Book: Word Phonology in a Systemic Functional Linguistic Framework
Chapter: Word Phonology of Welsh
Blurb:
Welsh is spoken extensively in Wales, by about 700,000 people in a total population of approximately 3 million. It is also spoken in Argentina by as many as 5,000 people as a result of Welsh emigration from the mid-nineteenth century into areas of Patagonia (BBC 2014), and also, in smaller numbers, in USA, Canada and the rest of UK, again as a result of migration. Welsh is a Celtic language, in the Brythonic branch, which also includes Breton and Cornish. It is an official language in Wales alongside English.
Welsh has a number of notable features. It is a verb-subject-object (VSO) language. It has a distinctive word class of verb-nouns, some of which also operate within larger verbal groups to form the equivalent of modals and the passive. Prepositions are conjugated like verbs. Possessive pronouns consist of elements preceding and following a noun. In phonology, there is a very strong tendency to maintain penultimate stress whatever suffixes are added to a word; initial consonants are subject to change (‘mutation’) in certain syntactic contexts, including definite reference with feminine nouns; and the phonotactics of vowels and final consonants within a syllable or word is intriguingly elaborate.
A sociolinguistic feature of Welsh is that there is no single standard accent in Wales. However, the collection of accents in the North of Wales have enough common factors to suggest, in general terms, a North-Walian accent (see, e.g. Kelly 1992), and similarly, a collection of accents in the South have enough common factors to suggest a South-Walian accent. Several studies show a gradation of phonetic and systemic features between Northern and Southern accents, with the South-West being the simplest system of all (see Rees 2018 and his cited bibliography). It is commonly heard that North-Walians claim that their accent is the purest because it is the richest in terms of systemic inventories. It is also the case that the percentages of Welsh speakers in the populations of the North is very much greater than those in the South; nevertheless, the populations of the South are greater in numbers. It is therefore necessary to either develop two separate system networks for the North and the South, or combine them in such a way that the South system is shown to be a reduction of the North system.

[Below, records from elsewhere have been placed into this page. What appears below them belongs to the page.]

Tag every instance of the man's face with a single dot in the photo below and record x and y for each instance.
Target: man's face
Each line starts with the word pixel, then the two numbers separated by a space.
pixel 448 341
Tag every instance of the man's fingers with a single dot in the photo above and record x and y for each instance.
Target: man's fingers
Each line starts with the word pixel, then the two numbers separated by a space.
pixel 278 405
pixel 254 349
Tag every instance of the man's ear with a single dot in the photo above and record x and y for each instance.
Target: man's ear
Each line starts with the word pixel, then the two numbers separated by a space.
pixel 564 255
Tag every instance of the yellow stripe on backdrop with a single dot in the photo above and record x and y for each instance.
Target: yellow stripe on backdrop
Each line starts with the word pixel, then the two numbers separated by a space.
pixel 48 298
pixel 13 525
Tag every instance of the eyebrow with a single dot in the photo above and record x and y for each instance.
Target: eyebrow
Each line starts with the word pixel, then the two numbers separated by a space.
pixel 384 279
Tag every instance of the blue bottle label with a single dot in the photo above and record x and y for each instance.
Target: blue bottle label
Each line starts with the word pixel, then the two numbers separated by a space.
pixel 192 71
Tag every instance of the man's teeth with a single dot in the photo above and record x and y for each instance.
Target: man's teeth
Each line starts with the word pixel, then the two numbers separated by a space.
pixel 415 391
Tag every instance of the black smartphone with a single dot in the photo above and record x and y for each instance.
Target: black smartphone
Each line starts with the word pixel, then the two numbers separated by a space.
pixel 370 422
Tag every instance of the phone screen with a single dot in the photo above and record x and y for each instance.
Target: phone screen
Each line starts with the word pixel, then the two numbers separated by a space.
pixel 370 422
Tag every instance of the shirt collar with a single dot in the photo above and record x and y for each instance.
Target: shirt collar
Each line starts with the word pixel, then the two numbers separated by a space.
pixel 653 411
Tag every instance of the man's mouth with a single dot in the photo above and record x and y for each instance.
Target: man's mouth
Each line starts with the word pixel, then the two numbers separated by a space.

The description of Welsh phonology that underlies this new presentation in terms of Systemic Phonology is based upon the following scholarly work: Awbery (1984; 2009), Ball and Jones (1984), Ball and Williams (2001), Clee (2017), Hannahs (2009; 2013), Iosad (2017), Kelly (1992), Mayr and Davies (2011), Rees (2018) and Williams (1989), as well as local informants.
In the Argentinian province of Patagonia, Welsh has been spoken continuously since the first Welsh settlers landed in 1865. As more Welsh settlers arrived in the nineteenth century, their language community became well established. Although the settlers originated from all parts of Wales, it appears that elements of the South-Walian accents prevailed even though the Northern syntactic and lexical items of the Welsh Bible were preserved. Use of the language declined in the first half of twentieth century under pressure from government language policies and the inward migration of Spanish-speaking workers attracted into a relatively prosperous economic environment. However, a revitalization of the language began with the centennial celebrations of 1965, and continued with eisteddfod events, the remarkable impact of a dedicated, highly respected Welsh missionary, Mair Davies in the Welsh chapels (see Davies 2012), and the Welsh Language Project managed locally since 1997 but financed principally from Wales (Arwel 2016; see also Johnson (2009; 2010) and Coupland and Garrett (2010)). The impact of this revitalization has led to a re-evaluation of the significance of Patagonian Welsh within the Welsh language community in Wales, which justifies its inclusion in this present study.